How Can A Daily Walk Affect Your Blood Sugar?
Doctors are always telling us to go for a walk — for our mental health, our hearts, our joints, our brains, our sleep, and more. But what about our blood sugar?
It's important to maintain healthy levels of blood sugar, or blood glucose (via WebMD). When we eat foods that contain carbohydrates, like potatoes, bread, fruit, and pasta, glucose is released during digestion. It enters the bloodstream and then the pancreas creates insulin, a hormone designed to help the blood glucose penetrate the cells. Once it enters the cells, glucose is used by the body for fuel, and whatever isn't used is stored in the liver for later. Blood sugar is important for brain functioning – if we didn't have enough blood sugar, our brains wouldn't be able to work.
Those with high blood sugar may not have enough insulin to let it into the cells and out of the bloodstream, or they have enough, but the cells aren't responding to it. For those with diabetes, blood sugar builds up in the bloodstream and potentially causes long-term damage, increasing the risk for heart disease, heart attack, stroke, kidney disease, nerve damage, and eye disease.
How can you maintain healthy blood sugar levels?
A healthy diet, regular exercise, and medication can help keep your blood sugar levels in your target range, according to the Centers for Disease Control and Prevention. And even something as simple as a daily walk can help.
According to the American Diabetes Association, exercise can help lower blood sugar by making the body more sensitive to insulin, which allows the muscles to use available insulin more readily and allows access to more glucose for energy. Muscle contractions during exercise also allow blood glucose to enter the cells whether or not insulin is available. Physical activity can even lower blood sugar levels for a full 24 hours or more after exercising.
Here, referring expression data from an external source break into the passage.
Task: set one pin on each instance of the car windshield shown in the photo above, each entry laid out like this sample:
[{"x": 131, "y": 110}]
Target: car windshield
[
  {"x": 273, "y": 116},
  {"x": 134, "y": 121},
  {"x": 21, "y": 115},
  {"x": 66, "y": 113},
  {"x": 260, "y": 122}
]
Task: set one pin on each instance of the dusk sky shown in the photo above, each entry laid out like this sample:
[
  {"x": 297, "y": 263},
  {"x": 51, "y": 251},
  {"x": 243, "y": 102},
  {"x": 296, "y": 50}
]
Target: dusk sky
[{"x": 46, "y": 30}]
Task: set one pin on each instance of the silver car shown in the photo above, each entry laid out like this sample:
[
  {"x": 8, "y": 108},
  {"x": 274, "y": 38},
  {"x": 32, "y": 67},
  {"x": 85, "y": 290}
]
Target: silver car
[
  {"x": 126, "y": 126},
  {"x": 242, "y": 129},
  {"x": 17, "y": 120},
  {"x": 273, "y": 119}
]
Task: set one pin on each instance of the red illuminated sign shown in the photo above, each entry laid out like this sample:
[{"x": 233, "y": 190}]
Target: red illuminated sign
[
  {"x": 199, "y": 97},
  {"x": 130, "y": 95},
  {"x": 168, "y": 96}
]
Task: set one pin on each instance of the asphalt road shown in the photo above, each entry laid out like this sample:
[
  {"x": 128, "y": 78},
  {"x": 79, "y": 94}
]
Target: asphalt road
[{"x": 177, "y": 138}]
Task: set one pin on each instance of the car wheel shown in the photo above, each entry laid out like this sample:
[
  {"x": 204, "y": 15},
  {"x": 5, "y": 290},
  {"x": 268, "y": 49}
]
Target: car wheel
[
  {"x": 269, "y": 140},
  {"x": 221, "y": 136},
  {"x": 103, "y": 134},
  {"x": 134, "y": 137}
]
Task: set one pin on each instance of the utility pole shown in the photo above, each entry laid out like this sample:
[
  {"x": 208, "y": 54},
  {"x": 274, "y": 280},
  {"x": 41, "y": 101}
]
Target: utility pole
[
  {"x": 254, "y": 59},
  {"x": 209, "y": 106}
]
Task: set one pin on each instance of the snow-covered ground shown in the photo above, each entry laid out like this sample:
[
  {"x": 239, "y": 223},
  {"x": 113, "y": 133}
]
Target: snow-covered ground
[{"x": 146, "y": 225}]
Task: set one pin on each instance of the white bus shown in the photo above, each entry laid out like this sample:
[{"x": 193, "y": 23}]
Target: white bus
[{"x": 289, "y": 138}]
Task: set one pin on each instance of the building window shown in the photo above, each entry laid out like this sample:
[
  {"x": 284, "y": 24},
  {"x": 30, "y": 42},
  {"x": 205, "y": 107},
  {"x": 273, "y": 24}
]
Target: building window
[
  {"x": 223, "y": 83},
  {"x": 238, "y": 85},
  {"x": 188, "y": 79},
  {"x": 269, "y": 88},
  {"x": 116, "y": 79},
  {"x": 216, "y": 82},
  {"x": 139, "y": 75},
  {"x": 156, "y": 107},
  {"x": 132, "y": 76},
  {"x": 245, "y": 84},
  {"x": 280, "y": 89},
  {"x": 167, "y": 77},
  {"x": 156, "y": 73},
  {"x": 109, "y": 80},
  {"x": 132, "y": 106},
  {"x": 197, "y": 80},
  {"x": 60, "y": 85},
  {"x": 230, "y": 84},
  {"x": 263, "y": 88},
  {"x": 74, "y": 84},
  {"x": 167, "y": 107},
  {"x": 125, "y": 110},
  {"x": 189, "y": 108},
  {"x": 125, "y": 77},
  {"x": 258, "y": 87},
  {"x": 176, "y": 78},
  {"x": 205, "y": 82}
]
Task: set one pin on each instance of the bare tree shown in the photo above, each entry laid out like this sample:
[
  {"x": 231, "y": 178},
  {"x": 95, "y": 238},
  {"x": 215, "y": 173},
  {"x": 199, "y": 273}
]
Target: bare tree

Research shows that in adults aged 60 or older who were inactive and at risk for glucose intolerance, 15-minute walks after each of their three meals per day helped them experience better glycemic control (via American Diabetes Association's Diabetes Care). Surprisingly, these intermittent walks proved to work better for managing blood sugar than one longer walk per day. But according to WebMD, just one 30-minute walk five times per week is enough to prevent diabetes in those who have prediabetes.